I also remember getting into Alanis Morrisette but everyone was into her in Canada in the mid 90s. I was just kind of bouncing around with stuff like Aerosmith, Alanis, and Oasis. Then 1997 happened. Nine Lives by Aerosmith sucked. Jagged Little Pill was losing steam. Oasis Be Here Now… was a let down. I was without a country.

It was around this time I remembered being at my cousin Jesse’s house watching MuchMusic. First they played, “Hold Me Thrill Me Kiss Me Kill Me” by U2 which I thought was a cool music video. And then they played “Hurt” by Nine Inch Nails. The live music video version with the black and white footage ending with the bird diving into the water for the fish? That had a profound impact on me. I remember hearing “The Perfect Drug” and thinking this music is kinda like the videogames I play. There’s that sort of crunch I remember from playing Final Fantasy IV (“Within The Giant”) and Phantasy Star IV (“Laughter”) that was appealing me to Nine Inch Nails.

In the eighth grade I remember we had to do a lipsync music thing in front of our class. I can’t remember if I did “Another Brick in the Wall Pt. 2” by Pink Floyd or “School’s Out” by Alice Cooper. What I do remember is there was this older high school kid who came to help my teacher for this and he was a definite goth kid. And he directed me to stuff like Pretty Hate Machine and The Downward Spiral. I remember asking for Pretty Hate Machine and getting it for Christmas.

I got the full Nine Inch Nails experience from 1989 to 1999 and was a full fledged huge fan by the time I saw the MTV Video Music Awards 1999 performance of “The Fragile” and I remember skipping school to go to the store and buy it. Back then the Canadian dollar was really low and it was a double album. It cost me over $30. Imagine paying that much in 2024 for 23 songs.
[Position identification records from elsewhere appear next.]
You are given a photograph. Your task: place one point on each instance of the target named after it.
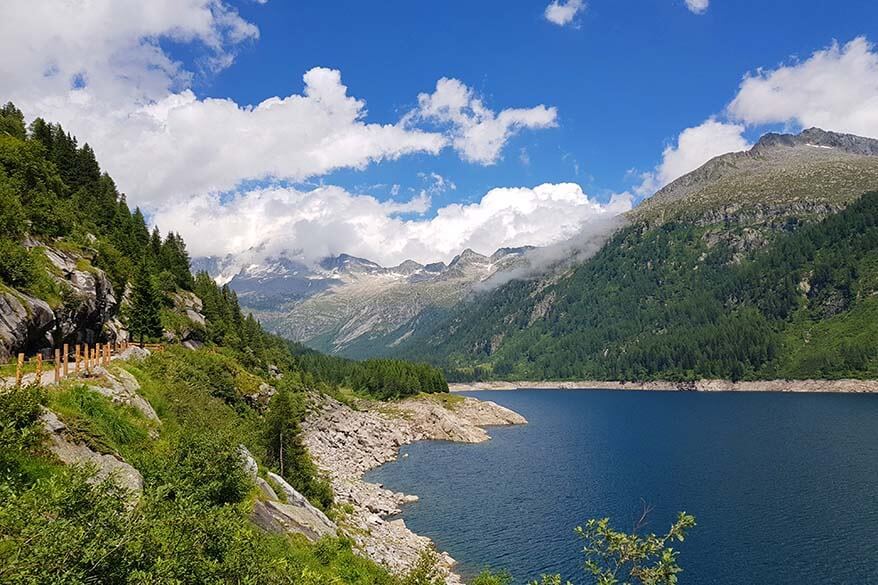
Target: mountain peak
(408, 267)
(468, 257)
(348, 263)
(817, 137)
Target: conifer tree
(144, 319)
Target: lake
(784, 486)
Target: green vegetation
(683, 302)
(192, 523)
(144, 315)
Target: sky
(394, 130)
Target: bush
(20, 432)
(204, 467)
(17, 266)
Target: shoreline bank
(347, 442)
(846, 386)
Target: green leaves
(613, 557)
(144, 316)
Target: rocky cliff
(83, 310)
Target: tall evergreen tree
(144, 319)
(12, 121)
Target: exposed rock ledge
(346, 443)
(846, 385)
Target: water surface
(784, 487)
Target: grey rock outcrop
(86, 314)
(25, 323)
(72, 452)
(345, 443)
(90, 304)
(292, 515)
(123, 388)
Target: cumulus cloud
(562, 12)
(106, 77)
(693, 147)
(329, 220)
(478, 133)
(698, 6)
(835, 88)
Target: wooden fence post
(19, 370)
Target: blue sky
(397, 130)
(625, 79)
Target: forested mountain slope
(757, 265)
(184, 466)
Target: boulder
(279, 518)
(248, 462)
(25, 324)
(91, 302)
(295, 515)
(71, 452)
(123, 388)
(266, 489)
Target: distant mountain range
(758, 264)
(345, 304)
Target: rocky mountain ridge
(85, 309)
(815, 172)
(344, 300)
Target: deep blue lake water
(784, 487)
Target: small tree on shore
(144, 318)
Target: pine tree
(12, 121)
(144, 319)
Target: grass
(447, 399)
(816, 349)
(93, 418)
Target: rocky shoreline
(802, 386)
(347, 441)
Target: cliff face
(85, 311)
(346, 443)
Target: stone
(280, 518)
(248, 462)
(25, 324)
(266, 489)
(123, 388)
(70, 452)
(345, 443)
(133, 353)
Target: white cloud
(330, 220)
(562, 12)
(694, 147)
(835, 88)
(103, 74)
(478, 133)
(698, 6)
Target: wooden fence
(80, 358)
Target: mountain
(350, 305)
(758, 264)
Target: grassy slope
(188, 408)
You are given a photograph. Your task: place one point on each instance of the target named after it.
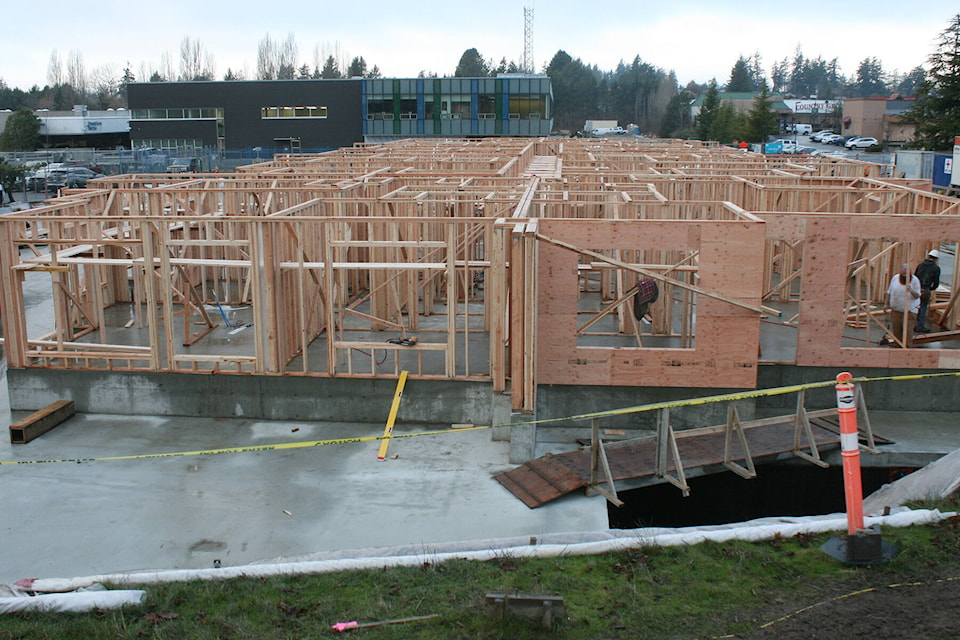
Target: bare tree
(287, 59)
(267, 62)
(106, 82)
(55, 70)
(196, 63)
(77, 74)
(166, 68)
At the same time of my growing love of Nine Inch Nails I was getting into nu metal like a lot of teenage boys with angst they had nowhere to put. I remember this kid Chad saying back in sixth grade that KoRn was going to become the biggest band and he ended up being.right. I felt like okay he was right I should fall in line. I owned a KoRn shirt, I bought Limp Bizkit albums, I even had Kid Rock’s Devil Without a Cause. And I liked them? I know it sounds like I’m trying to be like, “Oh yeah I’m too good for this” but the reality is even at the time I was kind of posing.

I was a poser for KoRn.

I also won’t lie. I liked Devil Without a Cause. I listened to it a lot. There’s a lot of songs I could probably recite off the top of my head. I was into Kid Rock. Sorry.

 

Older I got, the more my tastes dropped the nu metal. I got way deeper into industrial music (KMFDM, Pig, Manson, etc.) but there was another music genre I was getting into and at the time felt embarrassed about. I would watch Electric Circus on MuchMusic, a show about young adults dancing to electronic music in Toronto. Admitting I liked this in high school would have got me attacked. I only had a few friends I would like it was a secret.